3. Emit railiance-fabric export --format financial and review the ownership projection.

4. Start the registry and sync this repo:

   railiance-fabric-registry --db .railiance-fabric/registry.sqlite3 --port 8765
   railiance-fabric registry sync --repo-slug railiance-fabric .
   

5. Sync broader known repos with registry/local-repos.yaml or registry/railiance-repos.yaml when their local checkouts exist.

6. Compare snapshot diffs before promoting new discovery output.

Repo-local fabric/ declarations are evidence during this rebuild. The replacement discovery loop should start from the netkingdom, king, lords, tenants, deployment automation, service manifests, endpoints, backups, and secret roots rather than asking each repo to own all external relations.

State Hub Handoff

State Hub is a read model for Fabric topology. It should ingest Fabric exports, link them to repos/workstreams/tasks, and expose dashboard/search views. It should not author ownership, fabric membership, or utility boundaries.

Until STATE-WP-0051 is implemented:

• continue importing or syncing the legacy v1alpha1 graph for existing State Hub graph views;

• keep the v1alpha2 financial export as the contract artifact for State Hub implementation and review;

• update file-backed workplan state through State Hub consistency after workplan edits:

  cd ~/state-hub
  make fix-consistency REPO=railiance-fabric
  

After STATE-WP-0051, the financial export should become the preferred State Hub graph import. The importer must preserve netkingdom, actors, fabrics, containment, ownership, accounting attribution, cross-boundary utility context, and unresolved gaps.

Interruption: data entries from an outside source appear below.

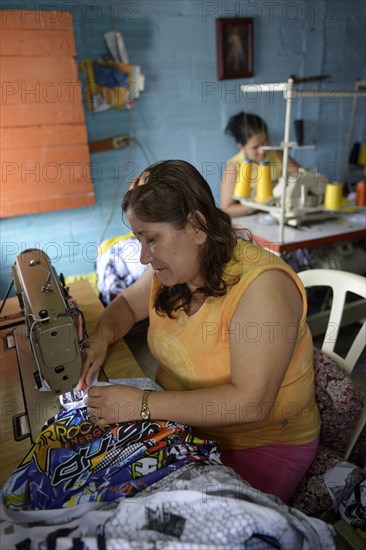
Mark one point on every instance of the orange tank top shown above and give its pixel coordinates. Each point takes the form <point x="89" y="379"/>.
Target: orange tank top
<point x="194" y="352"/>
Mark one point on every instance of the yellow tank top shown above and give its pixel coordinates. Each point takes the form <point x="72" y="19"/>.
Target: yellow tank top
<point x="194" y="352"/>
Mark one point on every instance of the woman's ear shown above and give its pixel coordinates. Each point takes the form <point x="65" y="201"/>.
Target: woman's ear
<point x="199" y="235"/>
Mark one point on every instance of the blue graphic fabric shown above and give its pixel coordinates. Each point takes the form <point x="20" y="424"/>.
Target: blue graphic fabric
<point x="74" y="461"/>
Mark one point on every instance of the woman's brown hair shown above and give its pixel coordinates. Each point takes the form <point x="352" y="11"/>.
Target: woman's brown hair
<point x="170" y="192"/>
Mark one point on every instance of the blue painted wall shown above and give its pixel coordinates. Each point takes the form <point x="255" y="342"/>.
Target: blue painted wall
<point x="184" y="109"/>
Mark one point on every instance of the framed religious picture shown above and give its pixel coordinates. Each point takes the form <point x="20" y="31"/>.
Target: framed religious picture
<point x="234" y="38"/>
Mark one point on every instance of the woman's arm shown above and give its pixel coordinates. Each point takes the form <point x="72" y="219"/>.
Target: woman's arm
<point x="227" y="203"/>
<point x="272" y="308"/>
<point x="131" y="306"/>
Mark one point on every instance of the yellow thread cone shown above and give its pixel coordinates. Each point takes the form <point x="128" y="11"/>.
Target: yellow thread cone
<point x="333" y="196"/>
<point x="264" y="183"/>
<point x="243" y="179"/>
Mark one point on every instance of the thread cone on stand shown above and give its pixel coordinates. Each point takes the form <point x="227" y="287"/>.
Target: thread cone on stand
<point x="243" y="180"/>
<point x="333" y="196"/>
<point x="264" y="183"/>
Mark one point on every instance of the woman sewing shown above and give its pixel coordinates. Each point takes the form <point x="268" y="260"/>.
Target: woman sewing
<point x="227" y="323"/>
<point x="251" y="135"/>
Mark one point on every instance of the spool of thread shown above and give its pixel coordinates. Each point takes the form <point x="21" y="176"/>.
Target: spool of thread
<point x="333" y="196"/>
<point x="264" y="183"/>
<point x="243" y="179"/>
<point x="361" y="193"/>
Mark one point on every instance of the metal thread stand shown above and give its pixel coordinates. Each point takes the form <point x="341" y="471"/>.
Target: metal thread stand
<point x="290" y="92"/>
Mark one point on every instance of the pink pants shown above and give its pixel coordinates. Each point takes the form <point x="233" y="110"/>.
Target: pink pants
<point x="276" y="469"/>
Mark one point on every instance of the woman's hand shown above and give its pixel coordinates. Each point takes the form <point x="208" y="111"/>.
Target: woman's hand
<point x="117" y="403"/>
<point x="95" y="357"/>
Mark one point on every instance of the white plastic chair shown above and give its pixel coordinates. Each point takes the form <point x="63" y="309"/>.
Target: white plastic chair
<point x="341" y="283"/>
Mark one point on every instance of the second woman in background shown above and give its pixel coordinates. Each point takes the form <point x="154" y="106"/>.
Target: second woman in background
<point x="251" y="135"/>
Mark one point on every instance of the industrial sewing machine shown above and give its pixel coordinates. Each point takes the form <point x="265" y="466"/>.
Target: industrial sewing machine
<point x="50" y="344"/>
<point x="304" y="199"/>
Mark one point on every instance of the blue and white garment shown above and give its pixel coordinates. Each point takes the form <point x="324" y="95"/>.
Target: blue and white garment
<point x="118" y="267"/>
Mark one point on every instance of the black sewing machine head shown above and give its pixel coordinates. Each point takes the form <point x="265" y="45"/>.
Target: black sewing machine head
<point x="51" y="342"/>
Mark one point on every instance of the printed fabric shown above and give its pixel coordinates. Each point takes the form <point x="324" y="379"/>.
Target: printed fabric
<point x="203" y="507"/>
<point x="73" y="461"/>
<point x="118" y="267"/>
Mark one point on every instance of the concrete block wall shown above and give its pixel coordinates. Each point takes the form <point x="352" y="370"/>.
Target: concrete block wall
<point x="184" y="109"/>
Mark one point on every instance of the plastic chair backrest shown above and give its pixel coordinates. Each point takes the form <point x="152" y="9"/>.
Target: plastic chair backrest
<point x="341" y="283"/>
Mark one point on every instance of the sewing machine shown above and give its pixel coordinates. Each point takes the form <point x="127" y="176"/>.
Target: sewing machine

To import a saved financial export into State Hub:

curl -s -X POST \
  "http://127.0.0.1:8000/fabric/graph-exports?source_repo_slug=railiance-fabric" \
  -H "Content-Type: application/json" \
  --data-binary @exports/state-hub/2026-05-24-railiance-financial-fabric-v1.json

If the /fabric/graph-exports endpoints return 500 while ordinary State Hub routes work, run the State Hub migrations and retry:

cd ~/state-hub
make migrate
# or, when uv is not on PATH:
.venv/bin/alembic upgrade head

Discovery Work Handoff

The next discovery/update-loop work should replace the baseline projection with durable evidence collection:

• discover repos from State Hub and Gitea;
• discover deployment realities from automation and infrastructure manifests;
• discover services, machines, endpoints, backup roots, and secret roots;
• normalize identities across repo URLs, host paths, image names, service names, and endpoint contracts;
• resolve owner and containment from the baseline, explicit evidence, or review decisions;
• emit deltas for ownership, containment, nodes, edges, and cross-boundary utility changes.

The baseline projection is therefore a safe bridge, not the final discovery engine.